Mostly Bellow, Some Roth

Saul Bellow disappeared off the edge of my literary radar. Perhaps he caught the tailwind of my growing disenchantment with the novels of Philip Roth. Gabriel Josipovici’s brilliant essay on Saul Bellow, in his 1977 collection The Lessons of Modernism, has reinvigorated a neglected passion. This year sees the publication of a collection of Bellow’s letters and a third volume of The Library of America series. Both of which I look forward to reading.

The essay on Bellow recalls that unique tone of voice, that combines “the utmost formality with the utmost desperation.” He goes on to say:

Bellow has been described as a great realist; as a follower of Dreiser and the American urban naturalist tradition; as a great fantasist, especially in Henderson the Rain King; and as the last of the Yiddish storytellers. But these are ways of shrugging of the demands of that voice, of avoiding its implications by placing it safely in a literary or historical context. Bellow is too important a writer to have this done to him.

“Just as,” continues Josipovici, “according to Proust, all Dostoevsky’s novels could well be called Crime and Punishment and all Flaubert’s L’Education sentimentale, so all Bellow’s could be called Dangling Man.”

It is with Dangling Man I will start my Bellow immersion in the autumn. Inspired by Bibliographing’s Melville project, my intention is to read the fifteen novels, short stories, essay collection and Bellow’s memoir.

What I’ve termed my disenchantment with Philip Roth is, I hope, merely a phase. I can only endorse the suggestion of starting to read Roth with The Ghost Writer, an exceptional novel. The Library of America recently issued a sixth volume in the Roth series, and a new novel is due.

Salter: Precious and Exotic

James Salter’s Light Years juxtaposes several infinitely malleable themes. The oldest, in the tradition of Madame Bovary, dissects the flawed diamond that is the institution of marriage, and examines the inherent loss of freedom. The marriage is set within the politically and culturally empowering decades of the sixties and seventies. The individuals within the marriage are New York Jewish intellectuals, at once familiar and known to readers of Roth, Ozick and Bellow. This combination, in the hands of a talented observer and writer, is a precious and exotic combination.

My Reading Years

My insatiable appetite for reading was borne from scarcity. Growing up in the Far East, the local bookshop thrived off the sale of potboilers: Arthur Hailey, Wilbur Smith, Ed McBain. Thirty years ago, the latter two writers formed a significant part of my early reading consumption.

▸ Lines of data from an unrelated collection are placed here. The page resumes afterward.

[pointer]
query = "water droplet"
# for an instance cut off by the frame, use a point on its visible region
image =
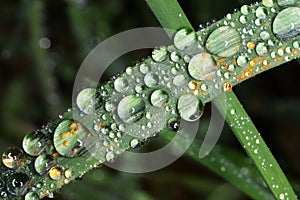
(202, 66)
(134, 143)
(36, 143)
(110, 156)
(261, 49)
(18, 184)
(13, 157)
(284, 3)
(43, 163)
(87, 100)
(261, 13)
(174, 124)
(151, 80)
(55, 173)
(131, 109)
(179, 80)
(121, 85)
(268, 3)
(189, 107)
(160, 54)
(245, 9)
(184, 39)
(286, 24)
(68, 174)
(242, 61)
(159, 98)
(31, 196)
(68, 138)
(227, 86)
(175, 57)
(225, 41)
(264, 35)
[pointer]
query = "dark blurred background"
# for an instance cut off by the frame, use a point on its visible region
(42, 44)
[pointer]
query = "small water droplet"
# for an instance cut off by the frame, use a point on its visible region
(43, 163)
(55, 173)
(189, 107)
(121, 85)
(36, 143)
(202, 66)
(151, 80)
(159, 98)
(18, 184)
(31, 196)
(13, 157)
(131, 109)
(184, 39)
(160, 54)
(88, 100)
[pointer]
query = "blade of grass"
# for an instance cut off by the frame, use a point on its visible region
(167, 12)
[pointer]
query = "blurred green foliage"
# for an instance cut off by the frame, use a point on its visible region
(42, 44)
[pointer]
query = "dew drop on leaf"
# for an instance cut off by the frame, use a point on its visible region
(18, 184)
(31, 196)
(225, 41)
(13, 157)
(286, 24)
(43, 163)
(202, 66)
(121, 85)
(159, 98)
(55, 173)
(131, 109)
(87, 100)
(36, 143)
(184, 39)
(151, 80)
(189, 107)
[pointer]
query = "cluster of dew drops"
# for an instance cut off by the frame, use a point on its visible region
(156, 93)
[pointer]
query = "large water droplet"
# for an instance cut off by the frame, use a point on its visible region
(55, 173)
(151, 80)
(121, 84)
(225, 41)
(160, 54)
(202, 66)
(159, 98)
(286, 25)
(131, 109)
(31, 196)
(88, 100)
(189, 107)
(68, 138)
(18, 184)
(184, 39)
(36, 143)
(43, 163)
(13, 157)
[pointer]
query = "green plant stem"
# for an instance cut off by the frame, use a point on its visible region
(171, 16)
(254, 145)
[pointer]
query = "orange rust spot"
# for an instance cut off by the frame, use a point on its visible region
(227, 86)
(278, 59)
(66, 143)
(294, 52)
(66, 134)
(251, 45)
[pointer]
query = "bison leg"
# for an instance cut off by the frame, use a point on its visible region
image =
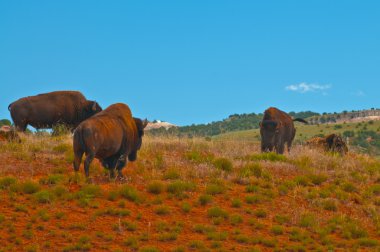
(121, 162)
(21, 126)
(280, 148)
(87, 162)
(77, 160)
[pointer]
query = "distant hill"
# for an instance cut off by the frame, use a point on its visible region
(345, 116)
(157, 124)
(235, 122)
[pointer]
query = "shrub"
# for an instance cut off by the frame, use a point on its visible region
(205, 199)
(131, 242)
(254, 169)
(186, 207)
(223, 164)
(62, 148)
(44, 196)
(369, 243)
(236, 219)
(129, 193)
(216, 212)
(112, 195)
(215, 188)
(307, 220)
(179, 187)
(253, 199)
(317, 179)
(277, 230)
(59, 191)
(156, 187)
(329, 205)
(251, 188)
(349, 187)
(149, 249)
(260, 213)
(282, 219)
(236, 203)
(6, 182)
(52, 179)
(268, 156)
(196, 245)
(301, 180)
(171, 175)
(29, 187)
(162, 210)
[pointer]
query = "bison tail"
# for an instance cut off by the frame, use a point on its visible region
(300, 120)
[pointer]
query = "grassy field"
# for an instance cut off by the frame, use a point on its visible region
(190, 195)
(304, 132)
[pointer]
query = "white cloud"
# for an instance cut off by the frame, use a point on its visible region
(305, 87)
(358, 93)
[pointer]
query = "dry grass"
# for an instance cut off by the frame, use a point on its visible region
(305, 200)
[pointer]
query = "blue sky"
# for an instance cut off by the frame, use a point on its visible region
(194, 61)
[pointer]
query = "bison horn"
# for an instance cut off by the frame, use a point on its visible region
(145, 123)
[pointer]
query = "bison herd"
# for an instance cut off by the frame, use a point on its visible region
(113, 135)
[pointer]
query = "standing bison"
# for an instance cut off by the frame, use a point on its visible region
(276, 129)
(46, 110)
(111, 136)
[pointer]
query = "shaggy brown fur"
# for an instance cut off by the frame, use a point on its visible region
(110, 136)
(46, 110)
(276, 130)
(332, 142)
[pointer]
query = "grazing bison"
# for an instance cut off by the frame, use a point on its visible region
(111, 136)
(46, 110)
(8, 133)
(276, 129)
(332, 142)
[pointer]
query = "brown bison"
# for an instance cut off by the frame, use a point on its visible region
(332, 142)
(8, 133)
(46, 110)
(111, 136)
(276, 129)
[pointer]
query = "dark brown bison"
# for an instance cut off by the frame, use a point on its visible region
(332, 142)
(46, 110)
(8, 133)
(111, 136)
(276, 129)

During my years of formal education, my taste evolved into science fiction, particularly Robert Heinlein and Kurt Vonnegut. William Gibson and Neal Stephenson followed. Discovering Dostoyvsky and Kafka in my late teens changed my literary landscape. Crime and Punishment and The Metamorphosis were jump leads that accelerated my reading. Throughout my twenties I read omnivorously, with an insistence to finish every book I started: Proust, Nietzsche, Sartre, Saul Bellow, Philip Roth, Chekhov, Balzac, Maupassant.

Entering my thirties, bruised after a disastrous first marriage, I motored at a more sedate pace. Enthusiasms during this period are a source of blushes today: Nick Hornby, Iain Banks and John Updike. Eventually I drifted away from reading fiction, partly as a consequence of a heavy Masters reading list. Instead I read economics, history, travel, biographies and architecture.

Today, having crossed decisively into my forties, my taste for reading fiction is revived. My inclination though is resolved to read better, to spend time only on what is, or might be, worthwhile. I drift easily from essays, diaries, biographies back to fiction. I reread little, putting this off for another time. My hunger for the unread is intense. As I read I create myself.